Partendo da queste premesse l’obiettivo del numero monografico di Nazioni e Regioni è quello di riflettere sulla costruzione della nazione da parte della destra radicale ed estrema. Quali sono i processi, i simboli, i miti e i fondamenti culturali utilizzati dalla destra radicale ed estrema, partitica e non, per costruire la nazione? Come il nazionalismo si interseca con posizioni sovraniste, tradizionaliste, revisioniste e anti-femministe? Come la destra radicale adatta il discorso nazionalista alle strutture di opportunità degli stati multinazionali e federali? Che ruolo ha il nazionalismo di destra nelle rivendicazioni sub-statali?
Immagino la domanda del lettore: ma di che diavolo stanno parlando? Covid? Tamir 2020? Simboli? E l’antifemminismo!? Con sub-statali intendono le minoranze etniche e regionali? E che diavolo c’entrano le rivendicazioni autonomistiche con il nazionalismo di destra come se fosse antani?
Dài, chiudiamola lì, ci siamo fatti quattro risate; ma la cosa meno divertente è che gente che pretende di fare analisi “scientifiche” mostri di non aver capito un bel niente di quanto sta succedendo nel mondo. Siamo al livello di bar sport, con i buoni da una parte e i cattivoni razzisti dall’altra.
Di positivo c’è che se volete cimentarvi nello scrivere il temino per N&R trovate già tutto il canovaccio bell’e pronto (allegano persino la bibliografia!) e non c’è neppure bisogno di avere un’opinione sull’argomento ché ci han già pensato loro.

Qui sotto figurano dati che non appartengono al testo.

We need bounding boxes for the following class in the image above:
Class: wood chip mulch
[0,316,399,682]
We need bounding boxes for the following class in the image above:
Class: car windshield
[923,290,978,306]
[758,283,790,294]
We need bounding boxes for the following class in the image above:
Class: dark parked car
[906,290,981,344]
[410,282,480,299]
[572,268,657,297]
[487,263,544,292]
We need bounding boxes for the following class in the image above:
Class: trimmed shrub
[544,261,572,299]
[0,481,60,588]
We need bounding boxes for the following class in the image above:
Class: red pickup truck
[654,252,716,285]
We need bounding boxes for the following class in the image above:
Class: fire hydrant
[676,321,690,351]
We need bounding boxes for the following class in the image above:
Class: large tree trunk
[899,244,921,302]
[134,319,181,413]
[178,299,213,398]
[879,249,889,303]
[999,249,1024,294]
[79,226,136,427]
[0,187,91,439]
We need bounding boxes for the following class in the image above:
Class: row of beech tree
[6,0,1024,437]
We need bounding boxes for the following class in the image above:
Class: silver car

Uno tsunami multimiliardario
Potremmo proseguire ancora parecchio, ma è giunto il momento di trarre le conclusioni. Non tanto quelle ovvie, che cioè viviamo ormai sotto il tallone del Fascismo 2.0, ma che forse non ci siamo ben resi conto di quanti soldi maneggi questa fetta di umanità. Di quanti soldi (in parte nostri) vengano messi a disposizione di chiunque si inventi una qualsiasi manifestazione in aderenza al pensiero unico. Chi ha provato a organizzare qualcosa di serio, di culturale senza la kappa, di estetico, lo sa: non si trova un centesimo e bisogna farsi un mazzo così, spesso lottando contro i mulini a vento. Ovvio, allora, che convenga proporre un corso di tennis per maghrebini o mettere su un sito antibufale per ottenere subito i fondi. Guardate quante onlus per immigrati esistono e chiedetevi a quanti dei loro animatori freghi qualcosa di costoro.
Ad appassionarsi a queste tematiche è soltanto un 30% della popolazione (appassionarsi, si fa per dire: semmai scimmiottare la moda e il bon ton dei salottini radical chic), ma tutti i finanziamenti convergono in quella direzione. Colpa della maggioranza? Colpe enormi, ammettiamolo: siamo un branco di polli. Ma non tali da giustificare una sproporzione simile nella distribuzione delle risorse.
Per ottenere risultati di tal fatta l’iperattivismo e la coazione di quel 30% di “utili eccetera” non sono sufficienti, bisogna che ci sia alle spalle un potere economico immenso, internazionale, in grado di foraggiare una serie di centrali più localizzate che poi, a loro volta, ridistribuiscano i finanziamenti ai “piccoli”.
Comunque, quali siano questi centri di potere – che non si nascondono affatto, rendendo totalmente idiote le solite accuse di complottismo – lo sanno ormai tutti, tranne quelli che guardano la televisione e leggono i giornali.